Now, instead of different WordPress functions being sprinkled throughout the project, they’re centralized and cataloged. We know what Smolblog can do and what it needs WordPress (or some other framework) to do.
SOLID-ly understood
I genuinely think part of the reason SOLID never clicked for me at the agency was the simple fact that we were always going to be using WordPress. I didn’t see a difference between using a WordPress function and using a built-in PHP function; both were always going to be there, so why bother isolating them as a dependency? Now that I’m working on a project—a big one!—that doesn’t have that constraint, I’m beginning to see the value even if we were staying with WordPress.

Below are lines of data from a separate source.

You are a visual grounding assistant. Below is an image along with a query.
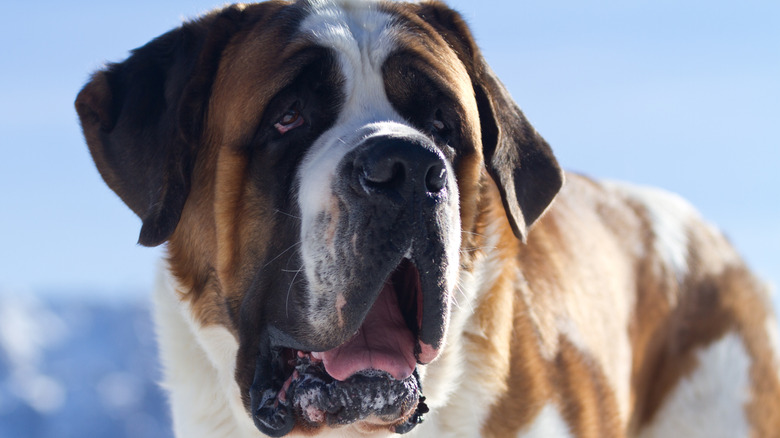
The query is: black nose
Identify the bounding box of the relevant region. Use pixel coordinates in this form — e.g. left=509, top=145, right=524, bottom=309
left=352, top=137, right=447, bottom=200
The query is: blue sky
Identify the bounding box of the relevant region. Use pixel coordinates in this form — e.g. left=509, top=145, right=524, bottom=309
left=0, top=0, right=780, bottom=308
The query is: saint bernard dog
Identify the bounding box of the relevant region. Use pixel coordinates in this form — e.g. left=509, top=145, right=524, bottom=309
left=76, top=0, right=780, bottom=438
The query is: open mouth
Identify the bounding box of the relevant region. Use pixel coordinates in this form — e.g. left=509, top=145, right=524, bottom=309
left=252, top=259, right=438, bottom=436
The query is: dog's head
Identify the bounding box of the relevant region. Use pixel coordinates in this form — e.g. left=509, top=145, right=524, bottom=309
left=76, top=0, right=562, bottom=436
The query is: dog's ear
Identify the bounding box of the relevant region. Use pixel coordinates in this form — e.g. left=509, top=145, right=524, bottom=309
left=76, top=8, right=242, bottom=246
left=417, top=1, right=564, bottom=241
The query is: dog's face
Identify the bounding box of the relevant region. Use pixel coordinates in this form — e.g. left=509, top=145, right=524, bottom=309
left=77, top=0, right=562, bottom=436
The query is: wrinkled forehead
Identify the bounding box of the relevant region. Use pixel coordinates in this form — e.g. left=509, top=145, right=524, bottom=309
left=210, top=0, right=476, bottom=144
left=299, top=0, right=471, bottom=95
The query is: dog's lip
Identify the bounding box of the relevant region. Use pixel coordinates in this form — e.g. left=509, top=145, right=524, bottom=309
left=311, top=259, right=438, bottom=381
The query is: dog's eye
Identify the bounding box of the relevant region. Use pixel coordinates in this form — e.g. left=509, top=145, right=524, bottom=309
left=274, top=109, right=304, bottom=134
left=431, top=109, right=450, bottom=138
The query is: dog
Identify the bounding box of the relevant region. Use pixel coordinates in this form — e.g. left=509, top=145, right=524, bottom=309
left=76, top=0, right=780, bottom=437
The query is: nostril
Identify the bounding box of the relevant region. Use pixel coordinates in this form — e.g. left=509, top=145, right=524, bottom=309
left=361, top=159, right=405, bottom=187
left=425, top=163, right=447, bottom=193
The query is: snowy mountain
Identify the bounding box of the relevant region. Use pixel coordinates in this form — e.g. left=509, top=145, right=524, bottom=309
left=0, top=295, right=172, bottom=438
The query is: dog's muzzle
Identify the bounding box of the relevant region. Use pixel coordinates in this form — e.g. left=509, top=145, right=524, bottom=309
left=345, top=136, right=447, bottom=204
left=250, top=135, right=460, bottom=436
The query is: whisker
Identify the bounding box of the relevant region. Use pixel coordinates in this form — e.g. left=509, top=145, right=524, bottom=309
left=284, top=265, right=303, bottom=318
left=274, top=208, right=301, bottom=220
left=261, top=240, right=303, bottom=269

I still maintain that if you know the plugin will never be more than a few calls to WordPress-specific functionality, like custom post types and taxonomies, then it’s best to use some namespaces and just get the job done. But I should also admit that it’s taken a lot of experience to know which is which.
It’s not lost on me that at some point in this project I’ll have 90% of a framework for using these principles in a WordPress plugin if not 90% of a framework in general. Combining these principles with Domain-Driven Design and Command-Query Responsibility Separation almost guarantees it… but that’s another blog post.
For now, I’ll just go ahead and admit it: y’all were right. As usual.